For reference I use MX Linux with Systemd enabled.
I’m pretty new to Linux and have been running this for around a month. Everything was perfectly fine until yesterday (7th) when, on booting, I saw a glimpse of the logon screen for a second and was then taken to a black screen with some white text that read “[7.300130]”. Searching for this number doesn’t bring up anything.
Eventually I found that I could get into a terminal here by pressing ALT+F1. I also found a lot of people suggesting that if you get past grub and then have a very similar problem (blank screen, flashing cursor rather than a number) then it could be graphics drivers so I uninstalled and reinstalled them to no avail.
Somewhat embarrassingly, the eventual solution was very simple. After I opened the terminal with ALT+F1 I could get back to the GUI with ALT+SHIFT+F7 and… everything was fine.
Still though, whenever I boot now, I get a glimpse of the logon page, then the black screen with the number, and then doing the shortcuts above gets me back to the logon screen and after that everything is normal.
My first instinct is to say some update on the 6th must have caused this. I have checked /var/log/apt/history.log
and I did run apt upgrade
on the 6th but the only update was to mx-welcome
which I don’t think is relevant.
Although it’s only a minor nuisance I would like to not have to do this every time I boot. Any idea what this is?
That’s the time stamp for that part of the boot process in seconds.
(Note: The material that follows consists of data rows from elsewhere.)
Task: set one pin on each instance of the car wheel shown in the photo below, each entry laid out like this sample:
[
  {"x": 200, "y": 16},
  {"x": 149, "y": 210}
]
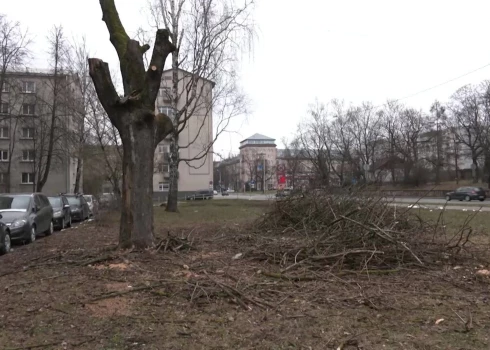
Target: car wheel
[
  {"x": 50, "y": 230},
  {"x": 7, "y": 244},
  {"x": 32, "y": 235}
]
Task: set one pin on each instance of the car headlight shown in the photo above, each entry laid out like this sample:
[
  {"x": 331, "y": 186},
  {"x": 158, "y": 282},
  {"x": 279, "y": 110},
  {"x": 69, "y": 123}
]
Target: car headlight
[{"x": 18, "y": 223}]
There will be (should be…) text on the line to say what it was doing at the time.
Back in the day you could actually see the text but these days it flashes past so quickly that the timestamps are, IMHO, less useful.
That explains why it’s useless as a code, thank you!
Any thoughts on why I’m being presented with the logon screen and then being given a timestamp after it has loaded?
I have never worked that out - it’s probably to do with display modes/buffers being swapped around whilst the machine starts up.
Back in the day it was text only but these days you have systemd starting up all sorts of stuff and boot managers doing likewise… And something in the mess is either not clearing something or reusing something that it shouldn’t.